One sold well, the other not so much. Howcome? Photo by Janitors on Flickr.

The Blerg podcast, if you didn’t know, is run by Chris Lacy, an Android developer who lives in Australia. It’s terrific – Chris has a knack for finding people to chat to who really know their stuff.

Still, his run of good luck had to come to an end, so he got in touch with me to talk about my analysis from August: how in Q2 2015, premium Android hit the wall (while Apple kept on growing).

The podcast is now live. And here are some graphs that I cooked up to help the discussion. Feast your eyes on them as you listen.

First is the graph showing year-on-year growth in quarterly shipments for all smartphones. The figures are from IDC.

World smartphone growth, year-on-year

From dramatic a couple of years ago, it has gone to so-so.

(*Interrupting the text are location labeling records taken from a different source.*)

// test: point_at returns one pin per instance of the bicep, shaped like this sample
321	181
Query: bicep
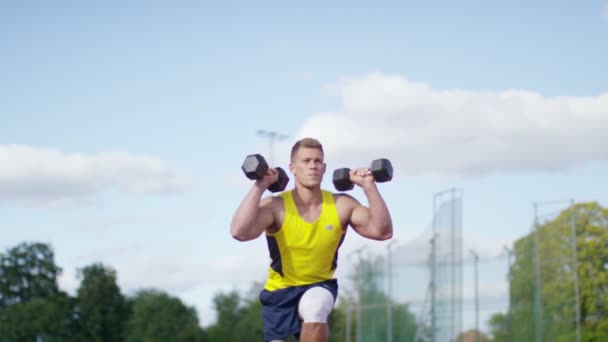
359	219
266	215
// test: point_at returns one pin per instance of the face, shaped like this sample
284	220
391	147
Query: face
308	166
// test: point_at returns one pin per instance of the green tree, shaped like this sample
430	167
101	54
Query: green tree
368	279
101	309
556	261
28	271
48	318
156	316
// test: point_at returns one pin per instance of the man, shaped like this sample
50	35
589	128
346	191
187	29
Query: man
304	228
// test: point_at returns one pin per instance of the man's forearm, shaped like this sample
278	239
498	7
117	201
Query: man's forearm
244	218
380	218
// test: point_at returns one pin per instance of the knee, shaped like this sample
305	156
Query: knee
316	305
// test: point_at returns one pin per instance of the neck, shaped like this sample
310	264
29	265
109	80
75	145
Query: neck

As you can see, it used to be gigantic, but in the past few quarters it has slowed down considerably. Part of that is the shine coming off China, while India and Africa haven’t yet started contributing in significant numbers. The US is slowing, Europe is slowing.

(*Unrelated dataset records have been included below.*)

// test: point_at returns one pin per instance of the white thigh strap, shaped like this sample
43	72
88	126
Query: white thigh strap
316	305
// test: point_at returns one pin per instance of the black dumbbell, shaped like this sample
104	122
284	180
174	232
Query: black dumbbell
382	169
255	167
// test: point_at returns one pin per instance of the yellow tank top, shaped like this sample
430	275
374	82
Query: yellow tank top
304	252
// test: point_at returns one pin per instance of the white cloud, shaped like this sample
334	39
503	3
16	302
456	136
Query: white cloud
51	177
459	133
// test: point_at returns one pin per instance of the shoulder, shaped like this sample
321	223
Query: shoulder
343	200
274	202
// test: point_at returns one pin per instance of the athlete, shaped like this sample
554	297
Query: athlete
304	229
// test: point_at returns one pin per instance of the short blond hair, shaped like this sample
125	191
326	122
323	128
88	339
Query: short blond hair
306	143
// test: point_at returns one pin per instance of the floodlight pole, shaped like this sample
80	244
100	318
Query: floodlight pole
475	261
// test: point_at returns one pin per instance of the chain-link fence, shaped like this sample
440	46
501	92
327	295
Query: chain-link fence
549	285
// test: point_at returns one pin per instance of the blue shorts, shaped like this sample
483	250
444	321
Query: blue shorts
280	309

But what has happened to the top-end smartphone makers relative to the growth of the rest of the market? Here’s what the spreadsheet looks like if you subtract their year-on-year shipment growth from that of the smartphone market. Basically, if the cell is red, then its shipments grew less than the market; if green, they grew more.

Ranking smartphone makers against the market

Relative to the overall market growth, which OEMs have thrived, and which haven’t?

You can also graph this. There’s more data for iPhones, which is why those go back further.

Long term OEM shipment growth v overall market

Not all data is available for all OEMs.

But let’s zero in on the more recent quarters. What this shows is that while all the “top-end Android” companies have decelerated, Apple has for the past three quarters – ie since the launch of the iPhone 6/Plus – been growing faster than the market.

Recent smartphone OEM growth v overall market

Remember, this is normalised against the growth of the whole market.

That to me suggests that any talk about a 4in “iPhone 6C” was dead in the water: what people want is bigger iPhone screens, and if people really want to have a 4in screen, then Apple is happy to sell them 2013’s iPhone 5S at a low, low price.

And then there’s Chris’s own data for one of his apps direct from the Google Play store.

Chris Lacy's snapshot of Action Launcher installs

Notice how few phones there are from 2015.


Look down the list, and what do you see? Most of the downloads come from phones which weren’t released this year.

What does that mean for the “premium” Android handset makers though? Chris and I work through this, including discussions about why there isn’t a 32GB iPhone 6/6S/Plus, where all the buyers have gone and what the future holds for people like Chris, who make paid-for apps that you’d expect “premium Android” buyers to be purchasing.